Higher Education Minister Blade Nzimande faces a chopping block following last week’s secret ballot vote in a motion of no confidence against President Jacob Zuma.

Dr. Bonginkosi Emmanuel “Blade” Nzimande is a South African politician who has been Minister for Higher Education and Training since 2009.

It is understood that Nzimande voted with the opposition, aiming to remove President Zuma from power.

According to SA Breaking News, the president indicated that Nzimande’s position may not be safe after criticizing his leadership.

Nzimande is also known as the general secretary of the South African Communist Party (SACP), an alliance partner of the African National Congress (ANC).

The SACP has criticized the leadership of President Zuma after his relationship with Gupta Family was challenged by opposition parties.

The alliance has called for Zuma to step down as the head of the state and threatened to leave the ANC and go its own way.

The president, who was addressing an ANC gathering in Parys in the central Free State, said that he is considering instituting disciplinary measures against ANC members who voted against him in the no confidence motion.

In the meantime former Finance Minister Pravin Gordhan has backed members of the ANC who voted with the opposition, saying enforcing disciplinary measures against MPs will be unconstitutional.

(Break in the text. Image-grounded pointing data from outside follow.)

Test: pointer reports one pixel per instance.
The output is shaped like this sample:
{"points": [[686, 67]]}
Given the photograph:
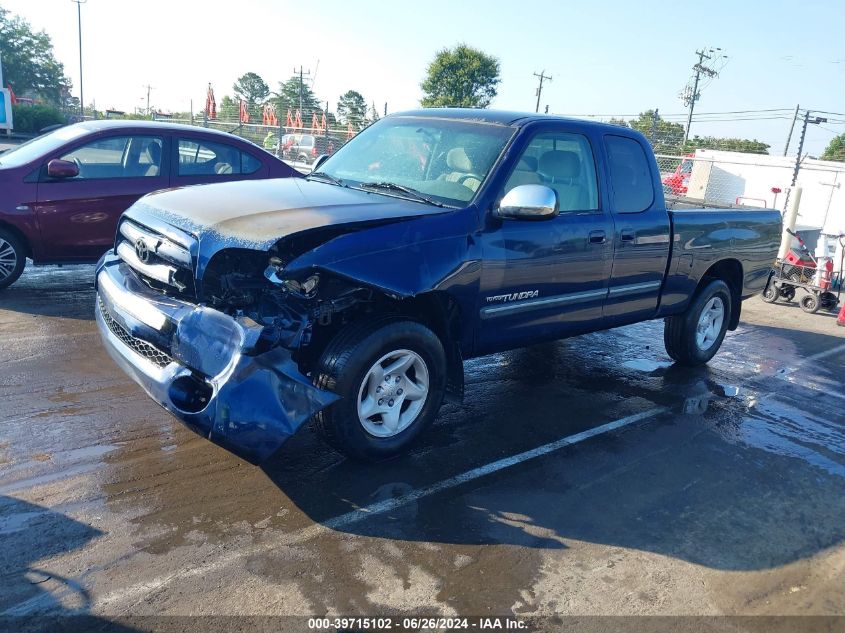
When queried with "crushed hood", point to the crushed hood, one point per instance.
{"points": [[257, 213]]}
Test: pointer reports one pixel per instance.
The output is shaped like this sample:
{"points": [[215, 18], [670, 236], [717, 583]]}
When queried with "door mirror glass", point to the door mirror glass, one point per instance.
{"points": [[58, 168], [528, 202]]}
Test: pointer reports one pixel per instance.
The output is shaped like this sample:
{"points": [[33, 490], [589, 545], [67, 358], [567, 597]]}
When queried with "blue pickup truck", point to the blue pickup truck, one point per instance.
{"points": [[352, 296]]}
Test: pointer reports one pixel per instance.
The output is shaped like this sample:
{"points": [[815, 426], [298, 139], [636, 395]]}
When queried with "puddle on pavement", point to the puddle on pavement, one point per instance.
{"points": [[786, 430], [646, 365]]}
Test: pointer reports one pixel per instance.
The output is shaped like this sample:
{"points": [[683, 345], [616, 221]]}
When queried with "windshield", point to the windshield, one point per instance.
{"points": [[445, 160], [40, 146]]}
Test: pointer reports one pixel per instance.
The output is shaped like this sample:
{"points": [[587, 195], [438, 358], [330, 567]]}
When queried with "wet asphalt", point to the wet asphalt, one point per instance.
{"points": [[720, 492]]}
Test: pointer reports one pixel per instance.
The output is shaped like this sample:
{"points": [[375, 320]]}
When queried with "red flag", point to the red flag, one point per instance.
{"points": [[210, 104]]}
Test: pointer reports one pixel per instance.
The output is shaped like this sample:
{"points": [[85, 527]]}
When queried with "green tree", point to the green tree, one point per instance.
{"points": [[726, 144], [835, 149], [287, 98], [665, 137], [252, 89], [462, 77], [352, 109], [373, 114], [28, 61], [228, 109]]}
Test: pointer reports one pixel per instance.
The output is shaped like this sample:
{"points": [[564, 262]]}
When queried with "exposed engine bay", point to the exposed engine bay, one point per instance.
{"points": [[243, 282]]}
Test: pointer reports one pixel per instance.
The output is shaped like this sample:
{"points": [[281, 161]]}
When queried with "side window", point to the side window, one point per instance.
{"points": [[564, 162], [249, 163], [118, 157], [206, 158], [630, 175]]}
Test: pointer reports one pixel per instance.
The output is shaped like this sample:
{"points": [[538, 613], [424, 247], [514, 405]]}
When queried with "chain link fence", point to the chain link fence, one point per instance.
{"points": [[707, 170], [298, 139]]}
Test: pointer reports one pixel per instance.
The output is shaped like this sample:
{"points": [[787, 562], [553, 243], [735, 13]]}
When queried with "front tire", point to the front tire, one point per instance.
{"points": [[12, 258], [694, 337], [391, 376]]}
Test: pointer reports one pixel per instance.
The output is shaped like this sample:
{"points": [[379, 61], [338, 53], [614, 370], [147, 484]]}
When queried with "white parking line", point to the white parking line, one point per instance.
{"points": [[824, 354], [131, 595]]}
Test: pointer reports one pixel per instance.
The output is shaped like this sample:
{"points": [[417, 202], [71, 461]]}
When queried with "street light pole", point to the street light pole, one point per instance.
{"points": [[79, 4]]}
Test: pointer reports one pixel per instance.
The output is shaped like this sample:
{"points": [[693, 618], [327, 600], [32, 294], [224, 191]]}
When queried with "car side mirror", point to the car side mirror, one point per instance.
{"points": [[58, 168], [528, 202]]}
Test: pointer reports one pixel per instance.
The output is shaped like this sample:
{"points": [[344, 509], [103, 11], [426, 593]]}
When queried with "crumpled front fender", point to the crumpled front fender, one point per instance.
{"points": [[263, 403], [202, 366]]}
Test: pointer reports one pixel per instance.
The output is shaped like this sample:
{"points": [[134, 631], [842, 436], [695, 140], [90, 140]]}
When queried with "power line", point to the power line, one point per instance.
{"points": [[683, 114]]}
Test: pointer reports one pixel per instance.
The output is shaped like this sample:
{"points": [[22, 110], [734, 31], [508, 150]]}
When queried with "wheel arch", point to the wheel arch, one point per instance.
{"points": [[730, 271], [11, 228]]}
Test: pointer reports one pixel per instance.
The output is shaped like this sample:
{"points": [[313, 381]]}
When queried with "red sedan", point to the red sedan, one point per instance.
{"points": [[61, 194]]}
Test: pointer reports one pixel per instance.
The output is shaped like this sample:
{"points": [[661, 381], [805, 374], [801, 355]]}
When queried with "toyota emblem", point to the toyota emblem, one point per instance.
{"points": [[142, 251]]}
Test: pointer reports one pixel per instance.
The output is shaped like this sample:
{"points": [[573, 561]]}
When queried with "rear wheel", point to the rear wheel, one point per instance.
{"points": [[12, 258], [694, 337], [810, 304], [771, 293], [391, 379]]}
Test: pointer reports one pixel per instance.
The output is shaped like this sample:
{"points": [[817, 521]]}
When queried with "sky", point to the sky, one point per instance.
{"points": [[605, 57]]}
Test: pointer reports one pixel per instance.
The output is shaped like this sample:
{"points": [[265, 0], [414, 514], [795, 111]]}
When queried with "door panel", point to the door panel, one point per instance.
{"points": [[547, 279], [641, 233], [78, 216]]}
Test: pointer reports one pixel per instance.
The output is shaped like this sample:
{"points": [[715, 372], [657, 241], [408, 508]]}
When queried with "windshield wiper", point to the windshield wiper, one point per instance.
{"points": [[392, 186], [326, 178]]}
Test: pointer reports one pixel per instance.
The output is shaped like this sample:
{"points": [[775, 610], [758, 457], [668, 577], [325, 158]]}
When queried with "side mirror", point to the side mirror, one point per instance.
{"points": [[528, 202], [58, 168], [322, 158]]}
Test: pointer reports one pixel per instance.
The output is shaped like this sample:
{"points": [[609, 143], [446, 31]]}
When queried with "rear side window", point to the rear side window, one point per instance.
{"points": [[630, 175], [207, 158]]}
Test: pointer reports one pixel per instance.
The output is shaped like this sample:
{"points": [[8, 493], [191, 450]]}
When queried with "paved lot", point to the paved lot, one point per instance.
{"points": [[716, 491]]}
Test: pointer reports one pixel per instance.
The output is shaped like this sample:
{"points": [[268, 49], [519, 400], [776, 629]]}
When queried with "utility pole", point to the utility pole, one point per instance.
{"points": [[301, 73], [807, 120], [542, 77], [815, 121], [654, 118], [791, 128], [148, 87], [79, 4], [700, 69]]}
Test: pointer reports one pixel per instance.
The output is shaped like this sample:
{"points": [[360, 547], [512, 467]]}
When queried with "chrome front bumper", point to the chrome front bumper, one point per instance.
{"points": [[202, 365]]}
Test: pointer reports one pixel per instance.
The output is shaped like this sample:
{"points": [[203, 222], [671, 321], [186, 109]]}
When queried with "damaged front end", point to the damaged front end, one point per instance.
{"points": [[222, 363]]}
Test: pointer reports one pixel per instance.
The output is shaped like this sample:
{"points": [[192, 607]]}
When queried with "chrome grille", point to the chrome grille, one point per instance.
{"points": [[156, 356], [155, 257]]}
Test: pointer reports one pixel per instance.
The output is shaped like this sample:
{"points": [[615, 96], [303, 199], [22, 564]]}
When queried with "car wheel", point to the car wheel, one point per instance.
{"points": [[694, 337], [391, 376], [12, 258]]}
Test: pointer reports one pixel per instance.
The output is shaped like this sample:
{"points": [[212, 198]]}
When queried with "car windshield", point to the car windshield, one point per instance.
{"points": [[444, 160], [40, 146]]}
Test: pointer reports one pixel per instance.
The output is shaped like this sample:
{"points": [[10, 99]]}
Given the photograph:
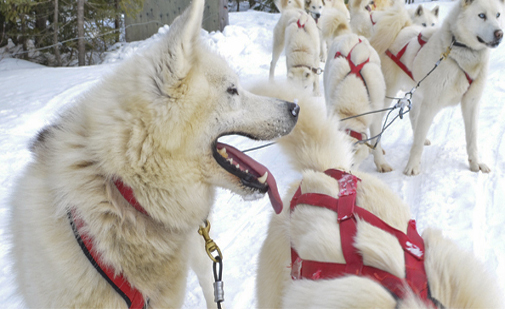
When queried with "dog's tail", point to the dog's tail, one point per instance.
{"points": [[316, 142], [334, 23], [387, 26]]}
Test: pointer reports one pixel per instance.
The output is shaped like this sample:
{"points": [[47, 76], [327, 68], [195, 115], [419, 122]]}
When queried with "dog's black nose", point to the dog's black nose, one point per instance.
{"points": [[498, 34], [294, 109]]}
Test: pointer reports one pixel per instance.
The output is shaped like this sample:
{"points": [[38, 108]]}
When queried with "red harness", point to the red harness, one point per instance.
{"points": [[356, 70], [396, 59], [347, 211], [133, 298]]}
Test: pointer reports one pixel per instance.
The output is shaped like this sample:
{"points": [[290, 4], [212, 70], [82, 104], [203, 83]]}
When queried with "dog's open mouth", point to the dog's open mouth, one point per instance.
{"points": [[251, 173], [492, 44]]}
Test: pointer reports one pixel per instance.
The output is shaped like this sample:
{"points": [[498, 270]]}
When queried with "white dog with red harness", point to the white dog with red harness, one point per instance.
{"points": [[296, 33], [354, 85], [465, 38], [348, 241]]}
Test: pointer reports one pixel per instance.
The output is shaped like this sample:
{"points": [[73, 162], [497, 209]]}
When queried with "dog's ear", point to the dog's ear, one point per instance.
{"points": [[183, 42], [435, 11], [419, 10]]}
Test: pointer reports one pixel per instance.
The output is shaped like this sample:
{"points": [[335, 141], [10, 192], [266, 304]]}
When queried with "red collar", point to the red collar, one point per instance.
{"points": [[347, 211], [133, 297]]}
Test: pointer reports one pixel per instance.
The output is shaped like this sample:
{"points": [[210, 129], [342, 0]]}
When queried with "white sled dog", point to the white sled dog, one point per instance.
{"points": [[106, 216], [469, 31], [424, 17], [354, 85], [297, 32], [307, 260]]}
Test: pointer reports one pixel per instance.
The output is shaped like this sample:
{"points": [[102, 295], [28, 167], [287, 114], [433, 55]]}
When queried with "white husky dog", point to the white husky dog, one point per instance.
{"points": [[297, 32], [361, 17], [106, 215], [354, 85], [307, 260], [469, 30], [424, 17]]}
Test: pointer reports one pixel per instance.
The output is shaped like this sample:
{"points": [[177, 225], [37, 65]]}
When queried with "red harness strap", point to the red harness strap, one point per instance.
{"points": [[396, 58], [133, 298], [344, 206], [355, 69]]}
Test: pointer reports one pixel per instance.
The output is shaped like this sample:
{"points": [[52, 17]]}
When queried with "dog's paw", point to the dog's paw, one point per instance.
{"points": [[384, 168], [412, 170], [476, 167]]}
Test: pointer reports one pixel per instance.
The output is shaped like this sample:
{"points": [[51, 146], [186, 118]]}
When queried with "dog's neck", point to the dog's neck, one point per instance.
{"points": [[127, 193]]}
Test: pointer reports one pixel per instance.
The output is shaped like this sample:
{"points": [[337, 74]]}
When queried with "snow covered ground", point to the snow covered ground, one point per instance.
{"points": [[469, 207]]}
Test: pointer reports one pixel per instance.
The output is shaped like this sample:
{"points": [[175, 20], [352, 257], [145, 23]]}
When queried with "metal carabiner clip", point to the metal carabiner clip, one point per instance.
{"points": [[210, 245]]}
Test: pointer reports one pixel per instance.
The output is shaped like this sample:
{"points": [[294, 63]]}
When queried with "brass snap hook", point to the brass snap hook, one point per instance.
{"points": [[210, 245]]}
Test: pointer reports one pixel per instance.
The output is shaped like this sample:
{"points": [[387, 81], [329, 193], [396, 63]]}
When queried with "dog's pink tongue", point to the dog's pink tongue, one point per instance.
{"points": [[259, 169]]}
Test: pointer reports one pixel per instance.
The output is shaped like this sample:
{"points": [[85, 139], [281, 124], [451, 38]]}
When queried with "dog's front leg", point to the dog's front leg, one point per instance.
{"points": [[470, 109], [422, 125]]}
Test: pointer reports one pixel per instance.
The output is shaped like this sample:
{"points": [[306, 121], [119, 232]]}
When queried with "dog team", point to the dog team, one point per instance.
{"points": [[107, 213]]}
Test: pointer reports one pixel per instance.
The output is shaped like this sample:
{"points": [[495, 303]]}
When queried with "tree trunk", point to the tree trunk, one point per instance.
{"points": [[24, 37], [80, 33], [55, 35], [117, 23]]}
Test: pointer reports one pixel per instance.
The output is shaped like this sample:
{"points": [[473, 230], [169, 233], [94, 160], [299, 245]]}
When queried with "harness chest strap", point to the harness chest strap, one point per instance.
{"points": [[133, 297], [347, 211], [396, 58]]}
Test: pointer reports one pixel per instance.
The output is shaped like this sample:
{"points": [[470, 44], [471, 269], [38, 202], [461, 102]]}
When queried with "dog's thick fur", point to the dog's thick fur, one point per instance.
{"points": [[153, 124], [473, 23], [346, 94], [297, 33], [424, 17], [455, 277]]}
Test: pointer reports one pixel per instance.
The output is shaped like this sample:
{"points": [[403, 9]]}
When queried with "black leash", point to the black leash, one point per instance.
{"points": [[218, 284]]}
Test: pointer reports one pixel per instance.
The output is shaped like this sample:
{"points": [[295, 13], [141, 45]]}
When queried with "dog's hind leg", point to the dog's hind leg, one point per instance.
{"points": [[422, 125], [378, 153], [470, 110]]}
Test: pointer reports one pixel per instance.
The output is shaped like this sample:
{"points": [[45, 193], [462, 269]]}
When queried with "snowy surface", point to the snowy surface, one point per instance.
{"points": [[469, 207]]}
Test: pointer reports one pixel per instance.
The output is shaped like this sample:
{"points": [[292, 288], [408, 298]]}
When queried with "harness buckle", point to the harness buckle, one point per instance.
{"points": [[210, 245], [317, 71], [447, 51]]}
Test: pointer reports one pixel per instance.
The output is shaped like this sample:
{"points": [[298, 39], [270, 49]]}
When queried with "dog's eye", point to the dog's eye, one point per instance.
{"points": [[232, 91]]}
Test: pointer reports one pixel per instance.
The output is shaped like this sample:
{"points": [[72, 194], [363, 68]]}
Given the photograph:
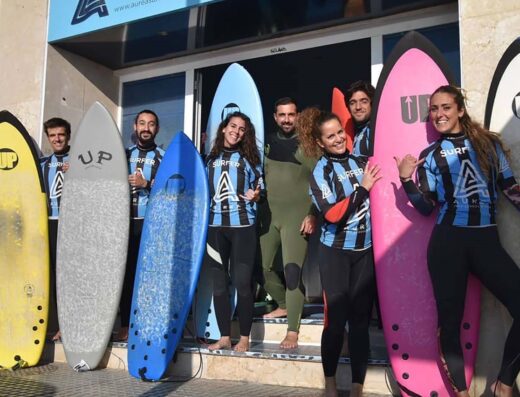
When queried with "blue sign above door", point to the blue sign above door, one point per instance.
{"points": [[70, 18]]}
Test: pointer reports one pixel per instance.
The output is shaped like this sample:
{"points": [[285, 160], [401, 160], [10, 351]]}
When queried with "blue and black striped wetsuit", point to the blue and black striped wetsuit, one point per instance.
{"points": [[53, 176], [465, 240], [146, 161], [232, 235], [361, 144], [346, 260]]}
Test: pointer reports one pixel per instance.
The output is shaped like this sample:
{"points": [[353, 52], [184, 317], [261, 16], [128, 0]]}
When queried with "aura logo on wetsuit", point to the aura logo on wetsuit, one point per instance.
{"points": [[229, 108], [101, 156], [516, 105], [415, 108], [57, 185], [325, 191], [8, 159], [225, 189], [469, 181], [87, 8]]}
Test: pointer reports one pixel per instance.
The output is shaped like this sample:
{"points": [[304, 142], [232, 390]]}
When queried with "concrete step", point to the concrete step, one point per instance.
{"points": [[265, 363]]}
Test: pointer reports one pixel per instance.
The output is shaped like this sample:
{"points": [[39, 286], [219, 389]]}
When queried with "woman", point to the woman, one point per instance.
{"points": [[461, 172], [235, 177], [339, 187]]}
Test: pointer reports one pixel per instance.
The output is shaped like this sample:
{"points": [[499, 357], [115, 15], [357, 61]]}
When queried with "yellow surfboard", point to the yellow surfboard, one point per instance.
{"points": [[24, 248]]}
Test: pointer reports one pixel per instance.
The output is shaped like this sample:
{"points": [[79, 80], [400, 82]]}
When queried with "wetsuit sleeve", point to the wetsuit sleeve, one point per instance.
{"points": [[257, 179], [423, 198], [323, 194], [506, 180]]}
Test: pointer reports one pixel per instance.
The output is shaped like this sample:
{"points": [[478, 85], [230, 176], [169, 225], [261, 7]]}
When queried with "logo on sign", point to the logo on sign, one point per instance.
{"points": [[87, 8], [415, 108], [101, 156], [8, 159], [229, 108]]}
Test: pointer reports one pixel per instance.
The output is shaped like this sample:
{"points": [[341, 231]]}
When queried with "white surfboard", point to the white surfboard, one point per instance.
{"points": [[92, 238]]}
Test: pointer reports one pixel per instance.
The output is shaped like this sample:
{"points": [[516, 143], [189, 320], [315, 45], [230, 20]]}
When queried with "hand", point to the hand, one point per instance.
{"points": [[371, 176], [407, 165], [137, 180], [252, 195], [308, 225]]}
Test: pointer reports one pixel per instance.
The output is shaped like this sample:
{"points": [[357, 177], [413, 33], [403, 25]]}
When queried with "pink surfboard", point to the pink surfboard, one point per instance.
{"points": [[412, 72], [339, 108]]}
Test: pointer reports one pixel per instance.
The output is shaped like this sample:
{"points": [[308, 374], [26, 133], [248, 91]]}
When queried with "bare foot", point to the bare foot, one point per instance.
{"points": [[223, 343], [356, 390], [242, 345], [122, 335], [276, 313], [501, 390], [331, 389], [290, 341]]}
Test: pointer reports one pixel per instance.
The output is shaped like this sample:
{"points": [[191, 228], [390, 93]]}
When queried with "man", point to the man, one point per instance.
{"points": [[286, 218], [143, 161], [53, 170], [359, 103]]}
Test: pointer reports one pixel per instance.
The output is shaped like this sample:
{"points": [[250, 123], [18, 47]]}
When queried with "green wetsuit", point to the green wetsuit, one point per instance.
{"points": [[287, 173]]}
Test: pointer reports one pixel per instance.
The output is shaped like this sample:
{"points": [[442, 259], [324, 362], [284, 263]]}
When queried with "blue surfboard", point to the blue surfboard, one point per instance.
{"points": [[236, 92], [170, 255]]}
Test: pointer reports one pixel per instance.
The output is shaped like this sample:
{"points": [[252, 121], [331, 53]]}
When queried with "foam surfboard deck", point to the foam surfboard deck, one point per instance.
{"points": [[92, 238], [236, 92], [401, 234], [170, 255], [24, 248], [503, 116]]}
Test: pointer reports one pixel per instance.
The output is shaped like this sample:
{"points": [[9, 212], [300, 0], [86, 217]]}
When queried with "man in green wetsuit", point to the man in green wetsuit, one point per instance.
{"points": [[286, 218]]}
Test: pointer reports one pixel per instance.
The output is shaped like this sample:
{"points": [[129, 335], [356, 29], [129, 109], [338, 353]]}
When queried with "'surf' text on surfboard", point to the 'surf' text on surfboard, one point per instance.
{"points": [[8, 159], [415, 108], [102, 156]]}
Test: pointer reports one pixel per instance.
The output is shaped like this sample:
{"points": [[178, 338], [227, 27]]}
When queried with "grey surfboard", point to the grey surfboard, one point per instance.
{"points": [[92, 238]]}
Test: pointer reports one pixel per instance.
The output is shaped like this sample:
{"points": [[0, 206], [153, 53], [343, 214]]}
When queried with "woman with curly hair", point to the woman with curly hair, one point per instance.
{"points": [[339, 187], [236, 185], [462, 172]]}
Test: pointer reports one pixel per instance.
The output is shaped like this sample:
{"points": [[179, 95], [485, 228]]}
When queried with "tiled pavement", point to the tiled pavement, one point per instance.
{"points": [[59, 380]]}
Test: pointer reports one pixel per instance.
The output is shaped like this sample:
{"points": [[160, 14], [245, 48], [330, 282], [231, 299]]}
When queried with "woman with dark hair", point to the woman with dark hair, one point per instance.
{"points": [[462, 172], [236, 185], [339, 187]]}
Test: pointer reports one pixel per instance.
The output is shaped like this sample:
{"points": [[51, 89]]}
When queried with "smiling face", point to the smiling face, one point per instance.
{"points": [[234, 131], [146, 128], [360, 107], [445, 114], [333, 137], [58, 139], [285, 117]]}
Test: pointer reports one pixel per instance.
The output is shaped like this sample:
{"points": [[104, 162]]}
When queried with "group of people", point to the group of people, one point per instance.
{"points": [[308, 173]]}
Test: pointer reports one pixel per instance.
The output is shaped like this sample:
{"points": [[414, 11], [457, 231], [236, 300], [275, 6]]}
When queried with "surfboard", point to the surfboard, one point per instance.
{"points": [[92, 238], [401, 234], [503, 116], [170, 256], [236, 91], [24, 248], [339, 108]]}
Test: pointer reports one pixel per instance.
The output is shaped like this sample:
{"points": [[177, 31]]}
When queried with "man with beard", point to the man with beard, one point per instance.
{"points": [[359, 103], [143, 161], [53, 169], [286, 218]]}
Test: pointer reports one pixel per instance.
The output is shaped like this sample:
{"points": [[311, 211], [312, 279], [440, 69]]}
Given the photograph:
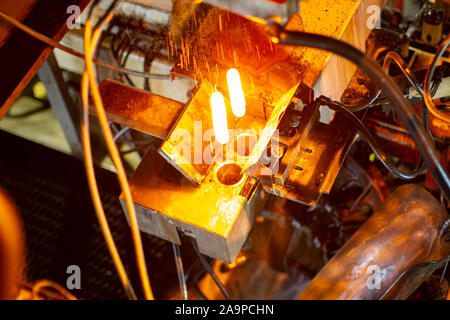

The vote was held last Tuesday, and Zuma narrowly won by 198 votes to 177. More than two dozen ANC MPs are believed to have voted against him.

Zuma told the gathering that the MPs who refused to toe the party line brought the party “into serious disrepute”.

“Nobody can say they did not know what they were supposed to do,” he said.

President Jacob Zuma survived the motion by 21 votes, with a number of ANC MPs voting with a hope to axed him from power.

The president accused Western countries of being behind the push to have him removed early from office. He said it was countries intent on destabilizing emerging economies.

“Part of what is happening in Parliament is not an innocent political thing. It is anchored on a bigger strategy,” he said.

Zuma has lost much support over the last few months, as the number of scandals he’s been implicated in has continued to grow, including a decision by the country’s Supreme Court that he had violated his oath of office by refusing to repay money spent on his private residence.The ANC is scheduled to have its elective conference in December, where Zuma is expected to step down as president of the party.